Neues Förderprogramm für nachbarschaftliche Klimaschutzprojekte

Oldenburg. Mit einem neuen Förderaufruf des Bundesumweltministeriums werden erstmals auch zivilgesellschaftliche Gruppen  wie Vereine und Verbände aufgefordert, Ideen und Vorhaben für Eigeninitiativen zum Klimaschutz, einzureichen.  Bis zum 31. Oktober 2016 kann eine Förderung für Klimaschutzprojekte auf „Nachbarschaftsebene“ beantragt werden.
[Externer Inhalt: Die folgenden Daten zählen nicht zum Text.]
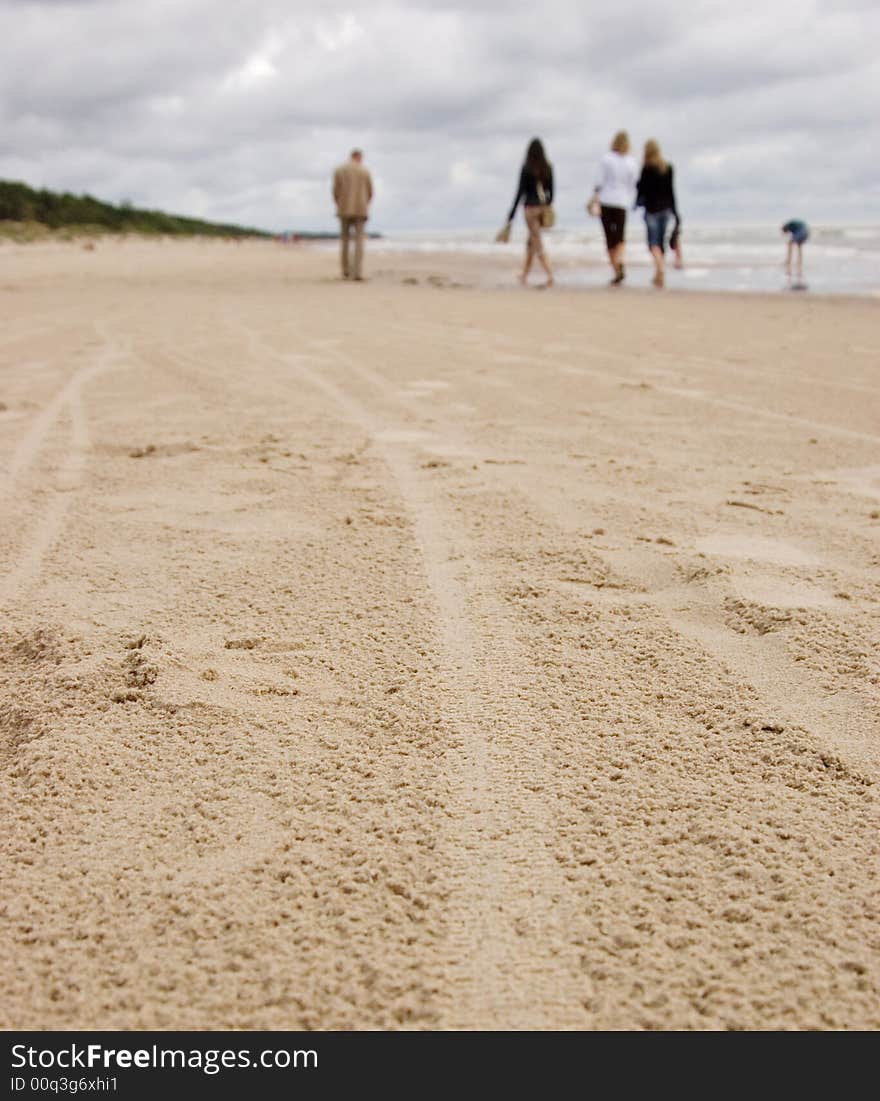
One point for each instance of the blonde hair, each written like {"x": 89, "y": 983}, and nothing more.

Förderfähig sind beispielsweise:

•    Maßnahmen auf Nachbarschaftsebene zur Bildung, Information und Aufklärung im Klimaschutz,
•    Maßnahmen zur Aktivierung von Bürgerinnen und Bürgern für klimaschonendes Alltagsverhalten auf Nachbarschaftsebene,
•    die Einrichtung und den Betrieb von Begegnungsstätten/-flächen sowie deren Weiterentwicklung mit klimaschutzbezogenen Angeboten auf Nachbarschaftsebene,
•    innovative Ideen mit oben genanntem Ziel.

Die Projekte sollen ganz konkret zur Vermeidung von Treibhausgasemissionen beitragen, beispielsweise durch eine Senkung des Energie- und Ressourcenverbrauchs. Im Zentrum stehen dabei gemeinschaftliche, nicht profitorientierte Aktivitäten, die verschiedene Lebensbereiche (zum Beispiel Wohnen, Strom- und Heizenergieverbrauch, Ernährung, Flächenverbrauch, Konsumgüterverbrauch) einbeziehen.